1. The problem statement, all variables and given/known data
A 17.89 cm diameter, 42.43 cm tall steel cylinder (rsteel=7900 kg/m3) floats in mercury. The axis of the cylinder is perpendicular to the surface. What length of steel is above the surface?


2. Relevant equations

Pb=Pa+density*g*h


3. The attempt at a solution

Pa=101300
Pb?
density= 7900 kg/m^3
H=(total length-submerged)
g=(9.8)

Pb=101300+((9.8*7900*(total length-submerged))

I have 2 unkowns. What would Pb be?

 

Any help would be much apperiated!

 

For some reason I am having a hard time grasping pressure.

 

Will Pb(pressure on bottom) always equal the denisty * depth? That is the density of the force acting against the object in this case......mercury?

 

so i have RHO(mercury)*H(submerged)=101300(Pa)+(RHO*G*LENGTH OF CYLINDER)

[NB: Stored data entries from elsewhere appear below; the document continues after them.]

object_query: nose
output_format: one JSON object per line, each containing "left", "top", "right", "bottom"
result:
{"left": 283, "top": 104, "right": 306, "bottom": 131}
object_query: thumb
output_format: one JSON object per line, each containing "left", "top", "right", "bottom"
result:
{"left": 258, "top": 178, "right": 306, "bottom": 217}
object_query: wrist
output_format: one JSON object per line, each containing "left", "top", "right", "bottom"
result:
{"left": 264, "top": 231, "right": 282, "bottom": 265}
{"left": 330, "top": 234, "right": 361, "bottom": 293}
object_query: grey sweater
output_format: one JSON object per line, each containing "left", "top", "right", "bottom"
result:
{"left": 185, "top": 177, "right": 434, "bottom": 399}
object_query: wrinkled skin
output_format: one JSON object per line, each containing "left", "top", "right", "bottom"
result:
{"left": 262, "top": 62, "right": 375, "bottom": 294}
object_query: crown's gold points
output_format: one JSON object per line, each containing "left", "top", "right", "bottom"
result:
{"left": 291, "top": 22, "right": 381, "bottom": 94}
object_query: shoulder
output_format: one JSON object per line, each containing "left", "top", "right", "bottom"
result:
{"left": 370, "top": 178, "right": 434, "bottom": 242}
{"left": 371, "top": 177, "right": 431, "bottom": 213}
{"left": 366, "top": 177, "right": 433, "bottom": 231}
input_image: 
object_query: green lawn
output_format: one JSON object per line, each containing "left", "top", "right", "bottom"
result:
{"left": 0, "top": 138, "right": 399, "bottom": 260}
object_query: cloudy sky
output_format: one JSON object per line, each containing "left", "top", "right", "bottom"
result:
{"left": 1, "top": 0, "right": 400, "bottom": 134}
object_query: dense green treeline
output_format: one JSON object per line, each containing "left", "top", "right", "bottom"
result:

solve for h i have (101300+(7900*9.8*.4243))/13600= 9.8 m.....?

 

i tried 0 seeing if it was a trick question but the trick was on me because it was wrong

 

So Pb= pressure on surface of mercury+denisty *g*h? that doesn't seem right

 

What doesn't seem right is that Pb is pressure at bottom, so why would i need the pressure at the top.
Pb=Pa+rho*g*h
^ ^
^ ^
^ Pressure at above which in this case is atmosphereic pressure
^
Pressure at bottom

So if the pressure at the bottom is just (density of mercury*h*g) that works right? Where h is the amount submerged

The pressure at the top/above is jsut 101300 Pa

rho is denisty of the stell which is given 7900, g is 9.8 and h is the total height

Where am I going wrong?

 

Isn't that why we have pressure above the can?

 

Is there another way to appoarch this?

 

I can use the density of steel to see how much steel is present, then this is also equal to the weight of displaced mercury. CORRECT?

Then see how deep it is using m=Vp. CORRECT?